Dans cette perspective, Mené, la nourrice de François, devient une sorte de Sancho Pança, représentant la sagesse populaire, notamment par son recours permanent aux proverbes. Marcador, le chien, est une autre Rossinante tandis qu'Adélaïde fait figure de Dulcinée. De nombreuses scènes peuvent être rapprochées du modèle espagnol, comme celle de la lutte contre les voitures, voisine du combat contre les moulins à vent:

Comme il lançait ces paroles, il lui sembla entendre le grondement des trains souterrains minant la rue et menaçant les constructions d'une ruine prochaine.
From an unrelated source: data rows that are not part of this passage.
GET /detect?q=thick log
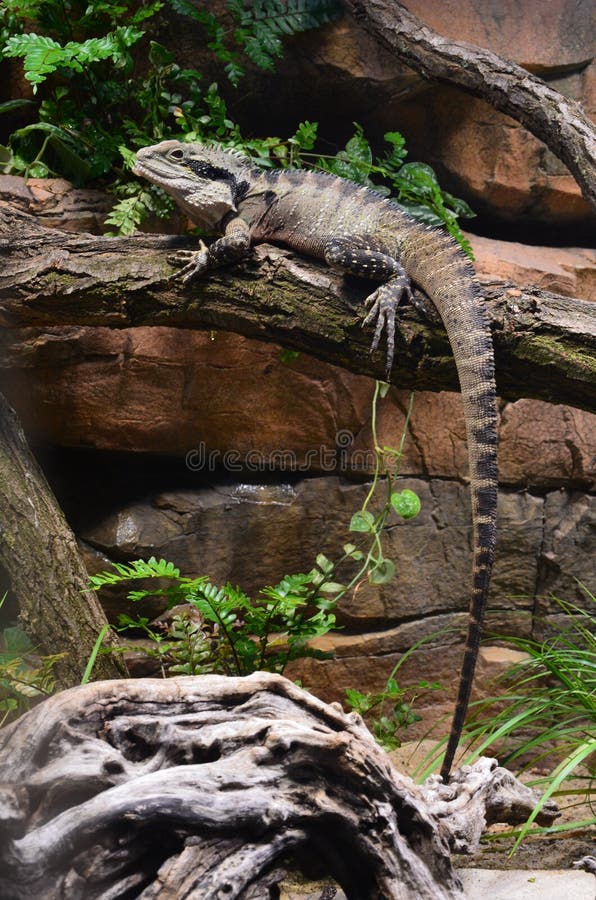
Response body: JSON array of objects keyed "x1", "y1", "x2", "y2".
[
  {"x1": 0, "y1": 674, "x2": 558, "y2": 899},
  {"x1": 0, "y1": 207, "x2": 594, "y2": 411},
  {"x1": 0, "y1": 393, "x2": 126, "y2": 685},
  {"x1": 347, "y1": 0, "x2": 596, "y2": 212}
]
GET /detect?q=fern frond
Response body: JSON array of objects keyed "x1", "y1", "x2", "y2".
[{"x1": 89, "y1": 557, "x2": 181, "y2": 588}]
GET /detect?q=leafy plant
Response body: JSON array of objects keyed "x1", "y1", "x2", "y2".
[
  {"x1": 89, "y1": 555, "x2": 345, "y2": 676},
  {"x1": 313, "y1": 124, "x2": 475, "y2": 254},
  {"x1": 0, "y1": 0, "x2": 340, "y2": 182},
  {"x1": 1, "y1": 0, "x2": 475, "y2": 248},
  {"x1": 343, "y1": 385, "x2": 420, "y2": 589},
  {"x1": 172, "y1": 0, "x2": 342, "y2": 86},
  {"x1": 345, "y1": 631, "x2": 444, "y2": 751},
  {"x1": 0, "y1": 594, "x2": 63, "y2": 726}
]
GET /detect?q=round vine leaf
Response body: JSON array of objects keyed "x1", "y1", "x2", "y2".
[
  {"x1": 391, "y1": 489, "x2": 421, "y2": 519},
  {"x1": 349, "y1": 510, "x2": 375, "y2": 533},
  {"x1": 368, "y1": 559, "x2": 396, "y2": 584}
]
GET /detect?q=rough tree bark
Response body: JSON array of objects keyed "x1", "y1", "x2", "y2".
[
  {"x1": 1, "y1": 207, "x2": 594, "y2": 411},
  {"x1": 347, "y1": 0, "x2": 596, "y2": 212},
  {"x1": 0, "y1": 673, "x2": 559, "y2": 900},
  {"x1": 0, "y1": 393, "x2": 127, "y2": 685}
]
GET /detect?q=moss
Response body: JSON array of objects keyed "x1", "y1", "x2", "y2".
[{"x1": 516, "y1": 334, "x2": 595, "y2": 378}]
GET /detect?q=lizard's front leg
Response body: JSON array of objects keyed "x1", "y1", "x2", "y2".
[
  {"x1": 324, "y1": 238, "x2": 414, "y2": 377},
  {"x1": 170, "y1": 216, "x2": 251, "y2": 284}
]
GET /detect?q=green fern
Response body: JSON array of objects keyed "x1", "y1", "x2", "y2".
[
  {"x1": 0, "y1": 608, "x2": 64, "y2": 726},
  {"x1": 90, "y1": 555, "x2": 340, "y2": 677},
  {"x1": 177, "y1": 0, "x2": 342, "y2": 85},
  {"x1": 232, "y1": 0, "x2": 341, "y2": 72},
  {"x1": 2, "y1": 27, "x2": 144, "y2": 90},
  {"x1": 88, "y1": 556, "x2": 182, "y2": 588}
]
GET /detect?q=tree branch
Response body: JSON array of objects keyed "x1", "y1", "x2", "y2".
[
  {"x1": 347, "y1": 0, "x2": 596, "y2": 211},
  {"x1": 1, "y1": 207, "x2": 594, "y2": 411}
]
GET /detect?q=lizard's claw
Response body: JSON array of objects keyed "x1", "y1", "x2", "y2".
[
  {"x1": 362, "y1": 279, "x2": 410, "y2": 377},
  {"x1": 167, "y1": 241, "x2": 210, "y2": 284}
]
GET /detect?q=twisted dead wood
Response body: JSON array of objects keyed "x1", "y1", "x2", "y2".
[{"x1": 0, "y1": 674, "x2": 558, "y2": 899}]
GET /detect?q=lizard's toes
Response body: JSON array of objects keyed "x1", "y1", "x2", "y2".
[
  {"x1": 167, "y1": 250, "x2": 196, "y2": 266},
  {"x1": 167, "y1": 250, "x2": 210, "y2": 283}
]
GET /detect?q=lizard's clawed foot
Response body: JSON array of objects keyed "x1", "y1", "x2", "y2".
[
  {"x1": 167, "y1": 241, "x2": 210, "y2": 284},
  {"x1": 363, "y1": 277, "x2": 413, "y2": 378}
]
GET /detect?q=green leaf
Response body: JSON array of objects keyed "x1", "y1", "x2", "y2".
[
  {"x1": 81, "y1": 624, "x2": 111, "y2": 685},
  {"x1": 10, "y1": 122, "x2": 91, "y2": 182},
  {"x1": 3, "y1": 626, "x2": 33, "y2": 657},
  {"x1": 0, "y1": 99, "x2": 36, "y2": 114},
  {"x1": 318, "y1": 582, "x2": 345, "y2": 594},
  {"x1": 394, "y1": 201, "x2": 444, "y2": 227},
  {"x1": 290, "y1": 120, "x2": 318, "y2": 151},
  {"x1": 368, "y1": 559, "x2": 396, "y2": 585},
  {"x1": 391, "y1": 489, "x2": 421, "y2": 519},
  {"x1": 345, "y1": 123, "x2": 372, "y2": 166},
  {"x1": 279, "y1": 348, "x2": 300, "y2": 363},
  {"x1": 3, "y1": 33, "x2": 71, "y2": 87},
  {"x1": 315, "y1": 553, "x2": 334, "y2": 574},
  {"x1": 0, "y1": 146, "x2": 13, "y2": 174},
  {"x1": 349, "y1": 510, "x2": 375, "y2": 533},
  {"x1": 342, "y1": 543, "x2": 364, "y2": 561}
]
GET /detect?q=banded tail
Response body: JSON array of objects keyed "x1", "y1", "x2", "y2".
[{"x1": 401, "y1": 228, "x2": 498, "y2": 781}]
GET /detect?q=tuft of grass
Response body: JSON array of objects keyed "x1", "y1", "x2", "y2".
[{"x1": 416, "y1": 587, "x2": 595, "y2": 850}]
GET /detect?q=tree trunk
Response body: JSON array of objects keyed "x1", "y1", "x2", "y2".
[
  {"x1": 0, "y1": 392, "x2": 126, "y2": 685},
  {"x1": 1, "y1": 207, "x2": 594, "y2": 411},
  {"x1": 347, "y1": 0, "x2": 596, "y2": 211},
  {"x1": 0, "y1": 673, "x2": 559, "y2": 899}
]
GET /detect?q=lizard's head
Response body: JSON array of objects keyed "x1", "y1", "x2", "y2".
[{"x1": 133, "y1": 140, "x2": 251, "y2": 229}]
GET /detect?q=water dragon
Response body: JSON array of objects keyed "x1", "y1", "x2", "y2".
[{"x1": 133, "y1": 140, "x2": 498, "y2": 781}]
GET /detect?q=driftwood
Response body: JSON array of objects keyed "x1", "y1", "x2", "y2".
[
  {"x1": 0, "y1": 673, "x2": 559, "y2": 900},
  {"x1": 0, "y1": 392, "x2": 126, "y2": 684},
  {"x1": 347, "y1": 0, "x2": 596, "y2": 212},
  {"x1": 0, "y1": 206, "x2": 594, "y2": 411}
]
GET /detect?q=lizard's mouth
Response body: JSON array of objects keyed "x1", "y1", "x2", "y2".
[{"x1": 132, "y1": 158, "x2": 154, "y2": 181}]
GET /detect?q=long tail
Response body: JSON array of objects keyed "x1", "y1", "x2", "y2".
[{"x1": 401, "y1": 227, "x2": 498, "y2": 781}]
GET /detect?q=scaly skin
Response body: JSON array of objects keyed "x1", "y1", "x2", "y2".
[{"x1": 133, "y1": 140, "x2": 498, "y2": 781}]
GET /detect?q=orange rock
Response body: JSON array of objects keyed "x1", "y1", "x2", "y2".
[{"x1": 470, "y1": 235, "x2": 596, "y2": 300}]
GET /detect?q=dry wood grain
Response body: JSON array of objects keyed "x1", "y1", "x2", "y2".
[{"x1": 0, "y1": 674, "x2": 558, "y2": 899}]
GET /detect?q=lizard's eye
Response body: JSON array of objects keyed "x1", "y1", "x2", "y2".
[{"x1": 169, "y1": 149, "x2": 185, "y2": 161}]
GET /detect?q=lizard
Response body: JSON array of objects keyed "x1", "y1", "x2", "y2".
[{"x1": 133, "y1": 139, "x2": 498, "y2": 781}]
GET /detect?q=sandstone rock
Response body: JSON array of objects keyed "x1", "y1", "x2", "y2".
[
  {"x1": 285, "y1": 610, "x2": 534, "y2": 734},
  {"x1": 79, "y1": 475, "x2": 592, "y2": 629},
  {"x1": 3, "y1": 324, "x2": 595, "y2": 490},
  {"x1": 401, "y1": 87, "x2": 593, "y2": 227},
  {"x1": 0, "y1": 175, "x2": 110, "y2": 232},
  {"x1": 1, "y1": 326, "x2": 372, "y2": 461},
  {"x1": 536, "y1": 490, "x2": 596, "y2": 614},
  {"x1": 76, "y1": 470, "x2": 594, "y2": 720},
  {"x1": 352, "y1": 390, "x2": 596, "y2": 490},
  {"x1": 404, "y1": 1, "x2": 595, "y2": 70},
  {"x1": 470, "y1": 236, "x2": 596, "y2": 301},
  {"x1": 498, "y1": 400, "x2": 596, "y2": 489}
]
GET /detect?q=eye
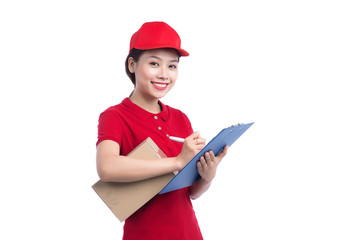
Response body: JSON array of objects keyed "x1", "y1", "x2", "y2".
[
  {"x1": 169, "y1": 64, "x2": 177, "y2": 69},
  {"x1": 150, "y1": 62, "x2": 159, "y2": 66}
]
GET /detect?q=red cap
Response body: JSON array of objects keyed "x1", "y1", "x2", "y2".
[{"x1": 129, "y1": 21, "x2": 189, "y2": 56}]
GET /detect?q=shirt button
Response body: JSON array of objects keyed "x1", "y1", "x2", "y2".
[
  {"x1": 158, "y1": 127, "x2": 162, "y2": 130},
  {"x1": 154, "y1": 116, "x2": 158, "y2": 120}
]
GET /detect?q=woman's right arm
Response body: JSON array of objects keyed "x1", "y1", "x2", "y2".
[{"x1": 96, "y1": 132, "x2": 206, "y2": 182}]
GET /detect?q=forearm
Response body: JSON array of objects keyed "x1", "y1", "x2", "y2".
[
  {"x1": 96, "y1": 133, "x2": 206, "y2": 183},
  {"x1": 188, "y1": 177, "x2": 212, "y2": 200},
  {"x1": 97, "y1": 154, "x2": 180, "y2": 182}
]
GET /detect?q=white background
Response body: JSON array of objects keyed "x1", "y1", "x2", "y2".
[{"x1": 1, "y1": 0, "x2": 359, "y2": 239}]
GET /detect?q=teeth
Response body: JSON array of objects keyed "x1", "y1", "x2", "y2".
[{"x1": 153, "y1": 83, "x2": 167, "y2": 87}]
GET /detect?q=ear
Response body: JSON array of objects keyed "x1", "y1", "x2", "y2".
[{"x1": 128, "y1": 57, "x2": 136, "y2": 73}]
Tout à coup, un bruit violent et bref s'éleva, suivi de cris et de hurlements. En un clin d'œil, tout le mouvement s'arrêta et les trottoirs déversèrent leur foule sur l'asphalte. OEil-de-Dieu, croyant que les hommes l'avaient entendu et qu'ils s'élançaient à l'assaut des monstres roulants, s'écria:

- Hardi, Marcador, suis-moi, l'heure a sonné! 

Et il se jeta lui-même en avant. Mais la foule l'empêchait d'avancer, et il commença à s'y frayer un passage avec les mains, les pieds, la tête et les coudes, continuant de vociférer de tous ses poumons:

- En avant! À l'assaut des machines! Laissez-moi passer, c'est moi qui vous conduis! Hardi, Marcador, à la gorge des malfaiteurs.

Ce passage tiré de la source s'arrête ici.